Every Dallas and Fort Worth insurance lawyer has to have an understanding of “Stowers” claims.
Under Texas law, a demand for policy limits is generally referred to as a Stowers demand and can give rise to a suit against the insurance company to collect any excess judgment under the Stowers doctrine. Under the Stowers doctrine, an insurance company owes an implied duty of ordinary care to its insured/customer to accept a reasonable settlement demand that is within policy limits. This is from a case every law school student learns about in law school. The style of the case is G.A. Stowers Furniture Co. v. Am. Indem. Co. It is a Texas Supreme Court case from1929, holding that an insurance company “is held to that degree of care and diligence which a man of ordinary care and diligence would exercise in the management of his own business.” Physicians Ins. Exchange v. Garcia, is a 1994, Texas Supreme Court case that further supported the Stowers ruling. The Stowers duty is not activated by a settlement demand unless three prerequisites are met: (1) the claim against the insured is within the scope of coverage, (2) the demand is within the policy limits, and (3) the terms of the demand are such that an ordinarily prudent insurer would accept it, considering the likelihood and degree of the insured’s potential exposure to an excess judgment.
Another case, the case of Bramlett v. the Medical Protective Company of Fort Wayne, Indiana, which was written by one of the most respected and conservative Republican federal judges in Texas, the Hon. Sidney Fitzwater, contains key holdings which are particularly instructive as to insurance company’s duties in response to this demand and essentially negates any potential defenses that could be asserted in our future Stowers doctrine case. Bramlett also addresses the common Stowers defendant insurance company plea that they should not be liable because they did not have sufficient knowledge of the case at the time the demand was made. The Bramlett Court held: “There is no per se requirement that an insurer know all, or even most, of the facts of the case in order to have a Stowers duty. Indeed, early settlement is encouraged.” Here, there is ample evidence to support our negligence claim against a defendant such that te insurance company must either accept the demand or assume the risk that it will not be able to do so later. If a claimant makes such a settlement demand early in the negotiations, the insurance company must either accept the demand or assume the risk that it will not be able to do so later. In cases presenting a real potential for an excess judgment, insurance companies have a strong incentive to accept.
A proper Stowers demand is will also have language similar to the following:
Accordingly, the Policy Claimants will fully and unconditionally release the defendant of and from any and all liability arising out of the collision and the Policy Claimants’ damages and derivative damages resulting therefrom without limitation in exchange for payment of the Policy’s liability policy limits.
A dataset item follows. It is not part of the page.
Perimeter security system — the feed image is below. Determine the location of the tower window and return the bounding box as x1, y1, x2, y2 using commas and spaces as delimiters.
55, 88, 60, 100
This demand includes the Policy Claimants’ agreement to indemnify and defend the Defendants from any and all claims made by anyone claiming by, through or under any of the Policy Claimants in connection with the claim. This demand includes the Policy Claimants’ agreement to satisfy any and all hospital liens, Medicare liens, Medicare set-side requirements, Medicaid liens, ERISA liens, child support liens and any and all other statutory, contractual or common law liens, reimbursement interests or assignments out of the policy limits demanded. This demand will expire by its own terms and be withdrawn if not accepted in writing delivered to plaintiff’s attorney on or before 5:00 p.m. on (name a date not less than 14 days out to be safe). If this demand is not met, suit will be filed against the defendant and they, along with the insurance company, will be responsible for the inevitable excess judgment that will result from trial.